Der Regierende Bürgermeister Klaus Wowereit (SPD) hatte zuvor die „sozialdemokratische Handschrift“ des Regierungsprogramms gelobt, das aber erst nur einmal ein Stück Papier sei, das noch mit Leben erfüllt werden müsse. Der CDU-Landesvorsitzende Frank Henkel sagte, der Koalitionsvertrag sei „gut für Berlin“. Einerseits von Pragmatismus geprägt, aber zugleich auch „eine Liebeserklärung an unsere Stadt“.

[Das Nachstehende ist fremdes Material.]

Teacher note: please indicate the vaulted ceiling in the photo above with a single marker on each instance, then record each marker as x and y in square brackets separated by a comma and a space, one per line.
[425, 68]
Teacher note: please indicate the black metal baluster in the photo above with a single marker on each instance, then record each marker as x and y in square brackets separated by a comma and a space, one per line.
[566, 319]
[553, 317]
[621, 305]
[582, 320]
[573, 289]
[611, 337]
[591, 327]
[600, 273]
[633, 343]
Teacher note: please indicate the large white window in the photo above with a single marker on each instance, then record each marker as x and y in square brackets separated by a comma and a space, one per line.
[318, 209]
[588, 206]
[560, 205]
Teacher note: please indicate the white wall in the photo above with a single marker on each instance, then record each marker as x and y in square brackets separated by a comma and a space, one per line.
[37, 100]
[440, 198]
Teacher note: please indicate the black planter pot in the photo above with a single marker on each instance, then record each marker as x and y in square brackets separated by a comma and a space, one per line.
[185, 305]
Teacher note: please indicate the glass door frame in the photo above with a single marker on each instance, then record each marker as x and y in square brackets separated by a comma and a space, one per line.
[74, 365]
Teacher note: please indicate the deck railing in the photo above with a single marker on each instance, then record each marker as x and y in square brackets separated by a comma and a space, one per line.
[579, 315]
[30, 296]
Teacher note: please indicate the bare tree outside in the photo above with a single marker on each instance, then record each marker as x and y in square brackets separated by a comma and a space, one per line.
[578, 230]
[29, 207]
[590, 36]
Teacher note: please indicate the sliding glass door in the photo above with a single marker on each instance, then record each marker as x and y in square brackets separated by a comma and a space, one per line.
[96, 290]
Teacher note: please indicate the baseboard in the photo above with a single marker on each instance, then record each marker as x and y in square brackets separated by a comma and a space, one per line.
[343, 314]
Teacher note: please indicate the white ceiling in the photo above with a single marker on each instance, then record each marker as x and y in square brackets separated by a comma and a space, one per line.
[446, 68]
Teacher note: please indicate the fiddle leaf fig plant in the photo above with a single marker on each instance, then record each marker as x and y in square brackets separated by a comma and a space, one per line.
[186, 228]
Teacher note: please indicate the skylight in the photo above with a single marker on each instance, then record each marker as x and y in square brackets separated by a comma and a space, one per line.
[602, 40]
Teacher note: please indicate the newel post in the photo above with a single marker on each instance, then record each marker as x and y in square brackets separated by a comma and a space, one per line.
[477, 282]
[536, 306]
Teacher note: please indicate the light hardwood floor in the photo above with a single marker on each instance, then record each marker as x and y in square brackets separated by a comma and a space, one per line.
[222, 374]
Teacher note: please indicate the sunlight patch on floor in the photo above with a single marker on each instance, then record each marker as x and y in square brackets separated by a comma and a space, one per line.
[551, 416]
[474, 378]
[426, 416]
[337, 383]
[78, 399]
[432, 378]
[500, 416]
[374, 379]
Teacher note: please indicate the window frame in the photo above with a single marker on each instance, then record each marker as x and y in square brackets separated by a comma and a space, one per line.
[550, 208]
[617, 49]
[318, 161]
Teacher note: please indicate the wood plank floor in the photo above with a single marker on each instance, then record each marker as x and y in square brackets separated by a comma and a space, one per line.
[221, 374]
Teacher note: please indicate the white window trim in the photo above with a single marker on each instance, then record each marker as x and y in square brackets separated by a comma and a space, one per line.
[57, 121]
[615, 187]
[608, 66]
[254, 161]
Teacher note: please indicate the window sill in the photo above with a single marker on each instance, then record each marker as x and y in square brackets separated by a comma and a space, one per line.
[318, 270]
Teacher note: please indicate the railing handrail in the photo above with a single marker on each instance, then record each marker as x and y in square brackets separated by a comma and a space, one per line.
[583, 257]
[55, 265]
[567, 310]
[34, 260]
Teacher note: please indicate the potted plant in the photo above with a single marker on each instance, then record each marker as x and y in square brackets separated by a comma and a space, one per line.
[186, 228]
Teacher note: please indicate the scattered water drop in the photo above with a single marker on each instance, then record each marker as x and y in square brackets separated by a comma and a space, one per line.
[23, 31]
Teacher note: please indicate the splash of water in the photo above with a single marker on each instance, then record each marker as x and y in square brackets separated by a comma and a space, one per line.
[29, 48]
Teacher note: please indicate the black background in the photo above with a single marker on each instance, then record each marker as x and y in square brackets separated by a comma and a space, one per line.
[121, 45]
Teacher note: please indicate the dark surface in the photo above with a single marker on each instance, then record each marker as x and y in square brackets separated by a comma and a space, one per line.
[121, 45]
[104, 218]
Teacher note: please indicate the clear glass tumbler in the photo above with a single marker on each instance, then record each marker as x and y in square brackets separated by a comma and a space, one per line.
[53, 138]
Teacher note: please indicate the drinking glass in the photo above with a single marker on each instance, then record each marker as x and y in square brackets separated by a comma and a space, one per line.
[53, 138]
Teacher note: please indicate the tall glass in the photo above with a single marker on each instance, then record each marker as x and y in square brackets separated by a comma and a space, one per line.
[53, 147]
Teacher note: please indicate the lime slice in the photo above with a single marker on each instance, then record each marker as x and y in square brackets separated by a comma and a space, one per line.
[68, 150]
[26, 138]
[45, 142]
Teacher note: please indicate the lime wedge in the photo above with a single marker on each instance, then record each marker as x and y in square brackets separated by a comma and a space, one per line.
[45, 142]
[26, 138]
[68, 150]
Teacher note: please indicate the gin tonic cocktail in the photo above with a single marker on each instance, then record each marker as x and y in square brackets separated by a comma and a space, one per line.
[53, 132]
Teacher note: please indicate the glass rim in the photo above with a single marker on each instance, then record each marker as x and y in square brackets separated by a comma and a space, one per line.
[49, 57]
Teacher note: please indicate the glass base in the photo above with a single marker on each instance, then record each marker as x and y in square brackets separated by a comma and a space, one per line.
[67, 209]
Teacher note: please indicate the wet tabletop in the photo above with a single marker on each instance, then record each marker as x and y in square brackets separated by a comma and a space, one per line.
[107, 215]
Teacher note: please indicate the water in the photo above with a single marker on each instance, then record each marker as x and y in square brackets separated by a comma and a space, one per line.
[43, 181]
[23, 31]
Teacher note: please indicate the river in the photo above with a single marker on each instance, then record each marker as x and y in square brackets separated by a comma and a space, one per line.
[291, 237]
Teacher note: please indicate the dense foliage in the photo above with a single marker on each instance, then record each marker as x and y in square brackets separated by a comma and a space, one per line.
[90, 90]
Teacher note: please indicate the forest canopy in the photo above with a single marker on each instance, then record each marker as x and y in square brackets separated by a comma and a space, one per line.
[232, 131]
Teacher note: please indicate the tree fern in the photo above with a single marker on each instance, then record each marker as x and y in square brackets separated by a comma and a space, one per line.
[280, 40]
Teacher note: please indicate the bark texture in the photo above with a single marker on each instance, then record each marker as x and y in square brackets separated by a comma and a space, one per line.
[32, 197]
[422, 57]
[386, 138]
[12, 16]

Vereinzelte Kritik der CDU-Basis an den Verhandlungsergebnissen griff Henkel in seiner 40-minütigen Parteitagsrede auf. Einerseits lobte er den Vertrag zwischen SPD und Union als „hervorragende Grundlage für die nächsten fünf Jahre“, andererseits gestand er ein, dass es auch „schmerzliche Punkte“ darin gebe. Als Beispiele nannte der CDU-Chef den Verzicht auf die Verbeamtung neuer Lehrer und die ebenfalls von der SPD durchgesetzte Position, dass der Religionsunterricht weiterhin freiwillig bleiben soll. Alles in allem enthalte der Koalitionsvertrag aber zahlreiche Positionen der CDU – vom Bekenntnis zum Ausbau der A 100 über die Förderung des Mittelstands bis zur Einstellung von 250 neuen Polizisten. Das rot-schwarze Regierungsprogramm trage „die Handschrift der Union“.

Die CDU-Delegierten dankten Henkel für seine Arbeit als Parteichef und erfolgreicher Spitzenkandidat mit lang anhaltendem, stehenden Applaus. Allerdings fiel die – in der Tagesordnung des Parteitags – vorgesehene Aussprache mangels Redebedarf komplett aus. Das sprach sich auf dem Landeskongress des Koalitionspartners SPD schnell herum. Es wurde ein wenig gelästert. Ein Parteitag ohne Diskussionen, wo gibt’s denn so was? Bei den Berliner Genossen jedenfalls nicht. Mindestens 25 Redner drängten ans Podium, obwohl es kaum grundsätzliche Kritik an der Koalitionsvereinbarung gab. Jeder plauderte mit jedem, so dass im Laufe des Abends eine gemütliche Kneipenatmosphäre entstand. Laut Parteitagsregie sollte der SPD/CDU-Vertrag am Ende durch Handaufheben abgesegnet werden, aber dann beantragte ein Vertreter des linken Flügels geheime Abstimmung.

Lesen Sie auf Seite 2, wie die SPD-Genossen es fast noch einmal spannend gemacht hätten.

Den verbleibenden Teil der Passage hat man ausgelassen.